“The fruit of the Spirit is love, joy, peace, patience, kindness, generosity, faithfulness, gentleness, self-control…” (not from Bob Ross)
a fruity story
For most of my twenties, it was a part of my identity to be someone of great ambition. (The other part depended on the weather). Within that framework, I developed a strategy to create distance between myself and everyone else -- to become virtually undisturbed -- so that I would be able to single-mindedly aim at achieving a few goals.
Oh, and it worked.
The amount of chaos I brought upon myself drove a wedge between me and everyone around me, including my dog. My perfectionism was merciless. My goals became narcissistic. My words were harsh. Even if I had to literally crawl to work (which I desperately attempted when I was days away from giving birth with a torn ankle), it had to be done. And, I did it, but I was burned out, isolated, and, frankly, quite angry. I was completely withered.
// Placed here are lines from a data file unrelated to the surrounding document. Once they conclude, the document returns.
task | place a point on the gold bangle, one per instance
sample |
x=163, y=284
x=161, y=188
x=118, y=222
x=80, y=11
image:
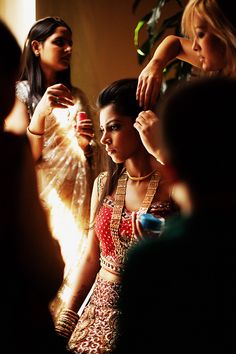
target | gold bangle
x=38, y=135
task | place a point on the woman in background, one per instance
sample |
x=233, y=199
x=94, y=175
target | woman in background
x=31, y=261
x=209, y=44
x=48, y=107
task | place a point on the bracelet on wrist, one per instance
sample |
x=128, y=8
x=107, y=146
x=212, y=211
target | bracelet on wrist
x=39, y=135
x=66, y=323
x=88, y=152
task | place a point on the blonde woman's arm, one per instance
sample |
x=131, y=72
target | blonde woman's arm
x=150, y=79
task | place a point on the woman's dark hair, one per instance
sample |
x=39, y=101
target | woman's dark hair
x=30, y=66
x=9, y=70
x=122, y=95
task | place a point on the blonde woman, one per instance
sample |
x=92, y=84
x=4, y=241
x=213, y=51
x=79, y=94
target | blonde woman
x=209, y=44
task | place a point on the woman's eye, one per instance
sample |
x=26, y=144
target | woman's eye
x=114, y=127
x=59, y=42
x=200, y=34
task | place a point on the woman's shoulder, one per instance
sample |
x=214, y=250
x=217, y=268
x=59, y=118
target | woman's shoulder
x=100, y=181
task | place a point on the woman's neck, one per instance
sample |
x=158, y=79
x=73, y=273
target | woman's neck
x=139, y=167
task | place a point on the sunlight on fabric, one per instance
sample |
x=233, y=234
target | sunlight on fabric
x=66, y=230
x=65, y=118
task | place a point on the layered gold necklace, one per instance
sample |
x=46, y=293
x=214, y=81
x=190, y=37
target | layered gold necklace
x=121, y=246
x=142, y=178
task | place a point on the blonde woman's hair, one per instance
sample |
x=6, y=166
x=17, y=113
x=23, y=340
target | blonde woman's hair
x=220, y=17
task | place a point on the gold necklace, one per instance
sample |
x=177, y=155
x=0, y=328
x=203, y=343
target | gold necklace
x=140, y=178
x=122, y=246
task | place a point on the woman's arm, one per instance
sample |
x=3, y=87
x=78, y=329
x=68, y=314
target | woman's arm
x=90, y=264
x=150, y=79
x=18, y=120
x=87, y=271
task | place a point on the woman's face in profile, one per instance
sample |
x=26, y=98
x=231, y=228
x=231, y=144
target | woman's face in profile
x=119, y=136
x=55, y=52
x=210, y=49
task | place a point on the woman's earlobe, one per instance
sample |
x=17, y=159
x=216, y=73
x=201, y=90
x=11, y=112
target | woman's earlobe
x=35, y=48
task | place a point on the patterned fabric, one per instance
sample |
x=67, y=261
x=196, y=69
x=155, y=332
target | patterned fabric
x=96, y=330
x=102, y=227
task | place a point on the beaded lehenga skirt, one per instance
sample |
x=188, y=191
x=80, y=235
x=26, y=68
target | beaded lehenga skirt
x=97, y=329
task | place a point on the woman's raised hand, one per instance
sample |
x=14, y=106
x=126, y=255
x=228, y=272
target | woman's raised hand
x=56, y=96
x=149, y=85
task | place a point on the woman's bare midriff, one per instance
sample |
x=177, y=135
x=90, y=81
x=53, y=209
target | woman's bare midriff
x=109, y=276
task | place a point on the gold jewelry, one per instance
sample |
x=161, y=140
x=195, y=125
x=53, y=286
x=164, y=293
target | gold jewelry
x=66, y=323
x=38, y=135
x=142, y=178
x=121, y=246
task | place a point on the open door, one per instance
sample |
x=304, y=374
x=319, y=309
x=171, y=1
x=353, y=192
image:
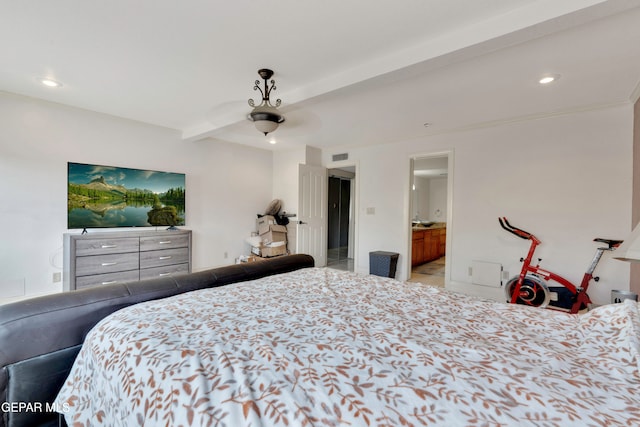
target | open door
x=312, y=213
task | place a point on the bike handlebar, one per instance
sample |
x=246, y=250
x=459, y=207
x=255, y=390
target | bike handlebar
x=514, y=230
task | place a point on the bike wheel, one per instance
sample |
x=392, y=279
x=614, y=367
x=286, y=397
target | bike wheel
x=533, y=291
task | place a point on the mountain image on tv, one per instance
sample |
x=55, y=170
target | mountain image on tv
x=108, y=196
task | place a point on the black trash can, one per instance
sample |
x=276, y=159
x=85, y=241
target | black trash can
x=383, y=263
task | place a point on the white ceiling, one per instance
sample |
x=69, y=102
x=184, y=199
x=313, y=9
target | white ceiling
x=353, y=72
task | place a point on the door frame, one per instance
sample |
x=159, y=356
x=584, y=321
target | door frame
x=355, y=195
x=449, y=154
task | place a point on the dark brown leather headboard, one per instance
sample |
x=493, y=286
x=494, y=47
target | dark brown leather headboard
x=41, y=337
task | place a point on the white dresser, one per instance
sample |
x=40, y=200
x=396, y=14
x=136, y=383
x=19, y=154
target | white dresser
x=103, y=258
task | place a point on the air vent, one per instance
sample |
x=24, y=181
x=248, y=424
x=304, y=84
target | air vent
x=339, y=157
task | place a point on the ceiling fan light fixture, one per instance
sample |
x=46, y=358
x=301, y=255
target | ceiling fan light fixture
x=265, y=116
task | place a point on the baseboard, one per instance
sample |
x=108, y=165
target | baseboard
x=496, y=294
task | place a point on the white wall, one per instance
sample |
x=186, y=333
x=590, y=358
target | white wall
x=421, y=196
x=565, y=178
x=437, y=199
x=226, y=185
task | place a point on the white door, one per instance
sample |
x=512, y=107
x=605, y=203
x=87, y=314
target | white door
x=312, y=213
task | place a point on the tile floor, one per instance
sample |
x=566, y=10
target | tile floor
x=430, y=273
x=337, y=259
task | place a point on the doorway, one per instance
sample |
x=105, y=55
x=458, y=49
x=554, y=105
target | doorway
x=430, y=207
x=340, y=218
Then, sitting on my living room floor in the quiet of 2 am one wild Friday night - baby and husband asleep - I discovered the joy of drawing silly things. Acai bowls, a slice of pizza, half an avocado, etc…
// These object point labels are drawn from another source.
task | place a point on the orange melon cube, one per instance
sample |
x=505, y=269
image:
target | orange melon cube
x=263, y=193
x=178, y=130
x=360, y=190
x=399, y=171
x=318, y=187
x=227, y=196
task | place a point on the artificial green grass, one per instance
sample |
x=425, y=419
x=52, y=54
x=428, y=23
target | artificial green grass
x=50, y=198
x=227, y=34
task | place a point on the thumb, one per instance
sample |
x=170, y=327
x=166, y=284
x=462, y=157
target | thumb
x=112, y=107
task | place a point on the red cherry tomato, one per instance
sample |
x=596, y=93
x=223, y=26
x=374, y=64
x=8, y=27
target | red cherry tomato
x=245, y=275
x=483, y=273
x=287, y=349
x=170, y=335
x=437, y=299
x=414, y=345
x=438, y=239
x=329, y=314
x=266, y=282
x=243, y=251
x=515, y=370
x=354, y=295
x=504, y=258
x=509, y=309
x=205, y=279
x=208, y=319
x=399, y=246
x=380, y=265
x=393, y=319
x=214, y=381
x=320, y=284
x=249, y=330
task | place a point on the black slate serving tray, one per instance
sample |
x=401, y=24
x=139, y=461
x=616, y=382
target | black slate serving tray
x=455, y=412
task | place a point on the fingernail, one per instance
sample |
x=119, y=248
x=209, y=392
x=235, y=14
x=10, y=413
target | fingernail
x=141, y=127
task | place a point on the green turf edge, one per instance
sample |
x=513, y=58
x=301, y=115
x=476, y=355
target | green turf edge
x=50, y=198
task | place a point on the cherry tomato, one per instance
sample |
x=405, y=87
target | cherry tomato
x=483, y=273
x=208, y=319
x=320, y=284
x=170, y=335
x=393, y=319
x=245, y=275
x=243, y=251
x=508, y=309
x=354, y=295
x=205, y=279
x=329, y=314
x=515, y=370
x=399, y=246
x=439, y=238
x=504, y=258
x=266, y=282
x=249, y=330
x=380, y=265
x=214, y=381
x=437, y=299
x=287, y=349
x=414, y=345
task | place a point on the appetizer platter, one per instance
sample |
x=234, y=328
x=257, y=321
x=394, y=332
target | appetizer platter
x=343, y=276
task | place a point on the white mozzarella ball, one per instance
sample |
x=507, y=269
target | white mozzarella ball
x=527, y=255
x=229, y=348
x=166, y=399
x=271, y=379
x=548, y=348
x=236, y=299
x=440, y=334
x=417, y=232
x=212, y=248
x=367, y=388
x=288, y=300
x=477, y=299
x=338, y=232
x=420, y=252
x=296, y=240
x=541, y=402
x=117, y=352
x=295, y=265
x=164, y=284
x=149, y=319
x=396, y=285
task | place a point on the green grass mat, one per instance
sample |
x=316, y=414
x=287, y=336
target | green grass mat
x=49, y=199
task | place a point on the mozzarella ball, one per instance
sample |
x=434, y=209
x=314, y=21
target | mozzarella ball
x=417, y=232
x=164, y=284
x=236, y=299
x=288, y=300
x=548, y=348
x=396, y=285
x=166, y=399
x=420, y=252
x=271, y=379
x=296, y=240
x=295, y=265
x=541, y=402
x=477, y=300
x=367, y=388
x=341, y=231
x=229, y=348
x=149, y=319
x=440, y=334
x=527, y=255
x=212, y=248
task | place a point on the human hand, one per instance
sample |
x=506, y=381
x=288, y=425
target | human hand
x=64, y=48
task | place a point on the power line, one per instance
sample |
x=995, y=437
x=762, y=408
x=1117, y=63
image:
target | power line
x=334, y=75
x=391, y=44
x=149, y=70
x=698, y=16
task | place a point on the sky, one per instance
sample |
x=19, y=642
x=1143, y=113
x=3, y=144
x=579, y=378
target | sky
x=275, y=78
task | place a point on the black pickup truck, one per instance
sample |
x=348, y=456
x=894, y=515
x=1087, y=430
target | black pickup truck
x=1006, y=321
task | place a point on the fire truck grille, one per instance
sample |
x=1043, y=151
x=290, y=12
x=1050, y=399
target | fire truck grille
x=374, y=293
Then came a croissant, a carrot, a shrimp, and a head of lettuce.
I used colors in ways I didn’t think would look great and sometimes they really wouldn’t look great. I tried to draw Bob Ross. That didn’t turn out great, either.
But sometimes they looked so beautiful in my eyes that I would feel tiny pulses of pure child-like joy in those moments. To turn a blank page into an everything bagel with just a few strokes of a pastel was nothing short of a miracle.
I began to realize that I had become unidentifiable as a Christian. Aside from my regular church attendance and lack of substance abuse, I was just another road-raging, worldly attention-seeking, passive aggressive 30 year old woman. There was no love and kindness in me. I had zero peace and negative patience. My gentleness was akin to that of a tornado. Self-control? What was that?
So began Starfruit, as both a reminder and proclamation of my faith to eagerly desire and enjoy the fruit of the spirit and of the womb. Star – the name of my yet-to-be-conceived second daughter Evelyn 별 (“star” in Korean). Fruit – beautiful, wonderful gifts of the Spirit.
I draw joyfully because I can live joyfully.
My illustrations don’t belong at the Louvre (although, they may consider the Bob Ross piece) but they were created as my own offerings of praise and worship for all the Good that He’s done and is doing and will continue to do.
And if He thinks that’s better than all the van goghs and mona lisas in the world, that’s all that matters.